NEW DELHI – India’s retail inflation in October fell to a four-month low of 4.87%, according to the latest data released by the government. This marks a decrease from September’s 5.02% and is significantly lower than the highs of 6.83% and 7.44% seen in August and July, respectively. The Reserve Bank of India (RBI), which aims to keep inflation within a range of 2%-6%, has managed to steer the economy closer to its medium-term target.
The National Statistical Office (NSO) highlighted variations between rural and urban inflation rates, with rural areas seeing a slightly higher rate of 5.12% compared to urban areas at 4.62%. Despite the overall decline in inflation, the food basket experienced a marginal increase from September’s 6.56% to 6.61% in October. However, vegetable inflation saw a drop from 3.39% in September to 2.70%.

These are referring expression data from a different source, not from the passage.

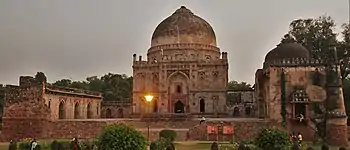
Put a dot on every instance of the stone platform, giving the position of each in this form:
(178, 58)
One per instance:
(245, 128)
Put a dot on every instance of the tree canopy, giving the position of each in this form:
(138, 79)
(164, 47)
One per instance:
(318, 35)
(114, 87)
(239, 86)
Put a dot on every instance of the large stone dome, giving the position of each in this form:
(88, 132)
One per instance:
(287, 51)
(183, 27)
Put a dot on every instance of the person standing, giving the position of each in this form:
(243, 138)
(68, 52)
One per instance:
(33, 144)
(300, 138)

A notable price surge was observed in spices, with an increase of 22.76%. This specific rise contrasts with the general trend of easing inflation across other categories.
The RBI has maintained the repo rate, which is the rate at which it lends to commercial banks, at 6.50% for the fourth consecutive time as of October 6. This decision reflects the central bank’s efforts to balance controlling inflation with the need for economic growth. Steady central bank lending rates are essential as they influence loan interest rates from commercial banks, which can impact consumer spending and investment.
India’s easing inflation comes as a relief amid global economic challenges and suggests that measures taken by policymakers are having their intended effect. The RBI’s steady hand on monetary policy appears to be supporting an environment conducive to sustainable growth while keeping inflation pressures in check.